Any thoughts/comments/etc. on this would be greatly appreciated!
Update
A usage case may look something like (where sym is the theoretical module), where we might be doing something such as calculating the gradient:
W = sym.array(np.rand(size=(numVisible, numHidden)))
delta_o = -(x - z)
delta_h = sym.dot(delta_o, W)*h*(1.0-h)
grad_W = sym.dot(X.T, delta_h)
In this case, grad_W
would actually just be a tree containing the operations that needed to be done. If you wanted to evaluate the expression normally (i.e. via Numpy) you could do:
npGrad_W = grad_W.asNumpy()
which would just execute the Numpy commands that the tree represents. If on the other hand, you wanted to use CUDA, you would do:
cudaGrad_W = grad_W.asCUDA()
which would convert the tree into expressions that can executed via CUDA (this could happen in a couple of different ways).

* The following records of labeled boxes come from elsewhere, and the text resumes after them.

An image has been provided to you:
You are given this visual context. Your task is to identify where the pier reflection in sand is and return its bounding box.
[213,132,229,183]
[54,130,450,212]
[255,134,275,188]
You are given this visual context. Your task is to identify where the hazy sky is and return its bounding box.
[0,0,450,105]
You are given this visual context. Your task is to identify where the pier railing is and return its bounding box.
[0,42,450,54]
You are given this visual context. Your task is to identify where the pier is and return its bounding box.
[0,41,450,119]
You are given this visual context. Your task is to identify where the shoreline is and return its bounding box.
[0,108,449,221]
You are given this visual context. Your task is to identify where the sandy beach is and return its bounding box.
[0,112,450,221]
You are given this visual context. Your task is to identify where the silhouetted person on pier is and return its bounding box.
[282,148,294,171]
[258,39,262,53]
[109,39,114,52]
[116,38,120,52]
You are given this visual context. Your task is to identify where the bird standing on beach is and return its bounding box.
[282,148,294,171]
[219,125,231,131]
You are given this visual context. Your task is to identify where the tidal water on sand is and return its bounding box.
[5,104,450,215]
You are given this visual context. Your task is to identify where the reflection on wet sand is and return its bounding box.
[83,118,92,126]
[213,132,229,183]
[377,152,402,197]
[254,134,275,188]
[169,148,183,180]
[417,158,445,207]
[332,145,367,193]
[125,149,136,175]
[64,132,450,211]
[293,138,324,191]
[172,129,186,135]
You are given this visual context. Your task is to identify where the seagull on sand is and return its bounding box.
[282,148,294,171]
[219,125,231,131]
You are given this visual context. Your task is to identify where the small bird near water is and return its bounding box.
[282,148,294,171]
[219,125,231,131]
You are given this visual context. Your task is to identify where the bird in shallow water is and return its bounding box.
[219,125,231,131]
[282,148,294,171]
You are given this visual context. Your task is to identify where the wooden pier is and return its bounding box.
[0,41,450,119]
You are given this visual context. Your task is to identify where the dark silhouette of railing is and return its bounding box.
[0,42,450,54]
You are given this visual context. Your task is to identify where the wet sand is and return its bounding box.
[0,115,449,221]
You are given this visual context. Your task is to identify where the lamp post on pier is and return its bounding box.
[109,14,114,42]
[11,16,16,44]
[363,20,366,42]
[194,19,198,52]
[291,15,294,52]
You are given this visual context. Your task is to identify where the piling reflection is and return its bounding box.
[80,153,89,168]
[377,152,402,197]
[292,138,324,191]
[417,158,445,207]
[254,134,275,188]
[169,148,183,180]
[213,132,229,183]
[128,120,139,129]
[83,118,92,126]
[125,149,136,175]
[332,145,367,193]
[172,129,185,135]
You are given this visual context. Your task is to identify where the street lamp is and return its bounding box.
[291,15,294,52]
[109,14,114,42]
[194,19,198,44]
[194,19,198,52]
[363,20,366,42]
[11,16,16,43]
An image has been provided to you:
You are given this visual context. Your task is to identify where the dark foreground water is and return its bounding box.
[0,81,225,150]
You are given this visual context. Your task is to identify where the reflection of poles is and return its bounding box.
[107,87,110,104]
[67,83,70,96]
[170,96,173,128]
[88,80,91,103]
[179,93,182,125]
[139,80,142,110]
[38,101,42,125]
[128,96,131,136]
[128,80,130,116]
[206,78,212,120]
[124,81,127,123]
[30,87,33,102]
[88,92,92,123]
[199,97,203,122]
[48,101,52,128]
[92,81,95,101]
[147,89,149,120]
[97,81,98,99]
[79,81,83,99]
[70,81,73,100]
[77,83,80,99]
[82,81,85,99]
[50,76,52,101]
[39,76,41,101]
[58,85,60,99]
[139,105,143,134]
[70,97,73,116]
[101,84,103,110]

That way it should be trivial to: (1) test grad_W.asNumpy() == grad_W.asCUDA()
, and (2) convert your pre-existing code to use CUDA.
如果你对这篇内容有疑问,欢迎到本站社区发帖提问 参与讨论,获取更多帮助,或者扫码二维码加入 Web 技术交流群。
绑定邮箱获取回复消息
由于您还没有绑定你的真实邮箱,如果其他用户或者作者回复了您的评论,将不能在第一时间通知您!
发布评论
评论(1)
你看过 PyCUDA 的 GPUArray 部分吗?
http://documen.tician.de/pycuda/array.html
虽然我还没有我自己没用过,看来这就是你要找的。特别是,请查看该页面底部附近的“单遍自定义表达式评估”部分。
Have you looked at the GPUArray portion of PyCUDA?
http://documen.tician.de/pycuda/array.html
While I haven't used it myself, it seems like it would be what you're looking for. In particular, check out the "Single-pass Custom Expression Evaluation" section near the bottom of that page.